The Devil Book Analysis: A Danish Series Aflame with Intent
In the early hours of the 7th of April 1990, a devastating blaze broke out aboard the MS Scandinavian Star, a passenger ferry operating between Oslo and Frederikshavn. Insufficient crew training combined with jammed safety doors accelerated the propagation of the flames, while deadly cyanide gas released from combusting laminates caused the loss of 159 people. Initially, the tragedy was attributed to a passenger—a truck driver with a record of fire-setting. Since this suspect too died in the incident and was unable to defend the accusations, the full truth about the event remained concealed for many years.
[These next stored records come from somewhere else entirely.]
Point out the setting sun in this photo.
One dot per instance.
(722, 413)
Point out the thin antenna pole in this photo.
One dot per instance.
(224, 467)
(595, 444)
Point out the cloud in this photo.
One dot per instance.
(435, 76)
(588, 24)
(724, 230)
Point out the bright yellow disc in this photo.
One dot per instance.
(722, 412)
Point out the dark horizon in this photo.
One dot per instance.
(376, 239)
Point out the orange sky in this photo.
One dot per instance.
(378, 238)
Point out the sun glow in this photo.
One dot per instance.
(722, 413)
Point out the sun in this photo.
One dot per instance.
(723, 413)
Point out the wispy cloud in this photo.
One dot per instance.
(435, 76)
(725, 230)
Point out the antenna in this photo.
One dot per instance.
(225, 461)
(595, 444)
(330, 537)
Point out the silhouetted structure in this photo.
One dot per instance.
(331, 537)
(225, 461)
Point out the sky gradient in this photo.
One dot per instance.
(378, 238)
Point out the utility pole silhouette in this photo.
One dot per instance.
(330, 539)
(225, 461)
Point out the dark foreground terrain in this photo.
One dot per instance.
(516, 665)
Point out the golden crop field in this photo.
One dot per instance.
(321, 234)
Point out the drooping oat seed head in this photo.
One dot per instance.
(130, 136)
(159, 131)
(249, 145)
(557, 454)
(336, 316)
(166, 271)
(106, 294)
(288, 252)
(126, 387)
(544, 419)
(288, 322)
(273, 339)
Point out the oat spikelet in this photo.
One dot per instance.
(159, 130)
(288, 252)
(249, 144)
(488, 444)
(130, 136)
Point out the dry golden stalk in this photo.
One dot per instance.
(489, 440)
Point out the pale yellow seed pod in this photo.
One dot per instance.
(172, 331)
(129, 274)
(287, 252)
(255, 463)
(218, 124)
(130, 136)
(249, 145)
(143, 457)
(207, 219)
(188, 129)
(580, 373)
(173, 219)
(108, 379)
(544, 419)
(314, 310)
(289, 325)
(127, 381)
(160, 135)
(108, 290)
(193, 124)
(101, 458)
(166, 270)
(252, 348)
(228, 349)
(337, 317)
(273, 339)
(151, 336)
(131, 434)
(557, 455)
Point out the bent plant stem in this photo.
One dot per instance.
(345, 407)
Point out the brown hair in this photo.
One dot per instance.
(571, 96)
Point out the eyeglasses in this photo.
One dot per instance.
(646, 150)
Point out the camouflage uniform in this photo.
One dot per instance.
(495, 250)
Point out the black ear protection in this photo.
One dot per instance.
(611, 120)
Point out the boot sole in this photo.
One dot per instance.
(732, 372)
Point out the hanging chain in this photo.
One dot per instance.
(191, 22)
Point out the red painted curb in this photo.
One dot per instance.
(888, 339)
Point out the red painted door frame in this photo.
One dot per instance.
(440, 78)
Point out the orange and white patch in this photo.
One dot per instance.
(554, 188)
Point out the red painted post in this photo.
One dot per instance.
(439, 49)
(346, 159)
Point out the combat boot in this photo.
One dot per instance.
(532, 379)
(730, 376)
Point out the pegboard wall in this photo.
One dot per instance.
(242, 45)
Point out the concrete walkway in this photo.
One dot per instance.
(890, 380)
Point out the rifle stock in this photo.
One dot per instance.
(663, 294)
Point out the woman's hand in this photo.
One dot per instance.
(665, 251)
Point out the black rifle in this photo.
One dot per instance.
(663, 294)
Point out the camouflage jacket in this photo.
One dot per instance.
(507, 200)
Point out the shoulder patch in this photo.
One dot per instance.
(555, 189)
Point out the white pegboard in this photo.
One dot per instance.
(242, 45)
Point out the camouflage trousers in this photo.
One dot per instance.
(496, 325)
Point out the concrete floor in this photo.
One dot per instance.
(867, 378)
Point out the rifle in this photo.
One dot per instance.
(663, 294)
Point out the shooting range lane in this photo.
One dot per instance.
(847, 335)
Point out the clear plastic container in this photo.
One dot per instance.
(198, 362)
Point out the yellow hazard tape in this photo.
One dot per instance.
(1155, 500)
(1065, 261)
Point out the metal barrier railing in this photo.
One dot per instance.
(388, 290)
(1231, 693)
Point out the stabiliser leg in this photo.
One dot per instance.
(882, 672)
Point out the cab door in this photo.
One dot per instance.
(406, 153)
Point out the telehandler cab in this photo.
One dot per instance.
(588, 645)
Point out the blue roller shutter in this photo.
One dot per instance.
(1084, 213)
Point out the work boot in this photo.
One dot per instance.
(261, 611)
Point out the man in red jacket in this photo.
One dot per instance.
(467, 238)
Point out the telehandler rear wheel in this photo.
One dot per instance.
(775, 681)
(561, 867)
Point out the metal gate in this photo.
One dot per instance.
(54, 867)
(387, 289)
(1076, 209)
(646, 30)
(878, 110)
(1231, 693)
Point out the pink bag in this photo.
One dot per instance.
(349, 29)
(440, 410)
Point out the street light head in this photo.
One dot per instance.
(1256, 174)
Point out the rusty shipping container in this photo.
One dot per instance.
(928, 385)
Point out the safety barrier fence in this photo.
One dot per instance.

Only in 2020 that a comprehensive documentary disclosed the blaze was probably set intentionally as part of an fraud scheme.
Nordenhof's Scandinavian Star Series: A Glimpse
In the initial book of Nordenhof's Scandinavian Star sequence, the preceding volume, an unidentified narrator is traveling on a public transport through the Danish capital when she notices an older man on the sidewalk. As the vehicle drives away, she feels an “uncanny feeling” that she is taking a part of him with her. Compelled to repeat the journey in search of him, the narrator enters a landscape that is both unfamiliar and strangely known. She presents us to Maggie and Kurt, whose connection is strained by the pressures of their troubled histories. In the concluding section of that volume, it is suggested that the root of Kurt's disaffection may stem from a disastrous investment made on his behalf by a man referred to as T.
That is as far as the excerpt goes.